8. Separate eyelid movements

In case of overlapping sections between the ending of one eyelid movement and the start of the subsequent one caused by several equal values in the signal, the plateau was split into two equal parts with its center defining the end and the start point, respectively, of the two consecutive eyelid movements.
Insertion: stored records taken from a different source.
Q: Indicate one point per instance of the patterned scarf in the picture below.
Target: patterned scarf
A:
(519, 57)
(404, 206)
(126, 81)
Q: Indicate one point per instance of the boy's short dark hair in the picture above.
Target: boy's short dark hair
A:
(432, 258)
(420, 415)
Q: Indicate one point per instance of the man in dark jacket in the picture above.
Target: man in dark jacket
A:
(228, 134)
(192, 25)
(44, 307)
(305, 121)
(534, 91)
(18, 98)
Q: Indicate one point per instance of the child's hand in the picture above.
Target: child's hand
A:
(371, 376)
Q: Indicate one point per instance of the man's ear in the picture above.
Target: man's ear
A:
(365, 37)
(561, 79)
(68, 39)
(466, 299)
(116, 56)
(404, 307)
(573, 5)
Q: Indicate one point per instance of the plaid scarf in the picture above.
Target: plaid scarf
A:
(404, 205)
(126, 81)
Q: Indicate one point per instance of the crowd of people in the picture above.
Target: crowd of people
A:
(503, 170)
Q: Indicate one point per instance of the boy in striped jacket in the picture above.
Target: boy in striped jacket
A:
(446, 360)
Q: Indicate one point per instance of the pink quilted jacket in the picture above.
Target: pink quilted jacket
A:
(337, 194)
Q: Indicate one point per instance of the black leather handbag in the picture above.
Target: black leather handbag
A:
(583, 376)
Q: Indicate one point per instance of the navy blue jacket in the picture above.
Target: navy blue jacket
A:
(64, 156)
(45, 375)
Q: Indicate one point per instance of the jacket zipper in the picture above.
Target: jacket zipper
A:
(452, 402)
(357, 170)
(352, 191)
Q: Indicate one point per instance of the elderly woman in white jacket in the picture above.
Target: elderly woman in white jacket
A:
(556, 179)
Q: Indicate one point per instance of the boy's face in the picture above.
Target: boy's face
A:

9. Approval of an eye closure

The availability of the pupil signal from Fuhl et al. (2015) was used to check the visibility of the pupil in the samples in between the start and end point of the eyelid movements Md, Mm, and Mu, excluding the start and end samples. An eyelid movement was discarded if the pupil was visible in all investigated samples of the potential eye blink.

10. Amplitude clustering

In this step the amplitude of the eyelid movements of the set Mu was calculated with the equation Ampq = min(suq − muq, euq − muq); ( (suq ∈ Su) ∧ (muq ∈ Mu) ∧ (euq ∈ Eu)). The resulting values were sorted with a 3-means cluster algorithm (Arthur & Vassilvitskii, 2007). All eyelid movements in the group with the smallest amplitudes were excluded as potential blinks.

11. Data threshold

If the eyelid distances in the minima (Md, Mm, and Mu) were greater than 100 pixels, they were excluded. 100 pixels corresponds approximately to an openness of the eye of 70%.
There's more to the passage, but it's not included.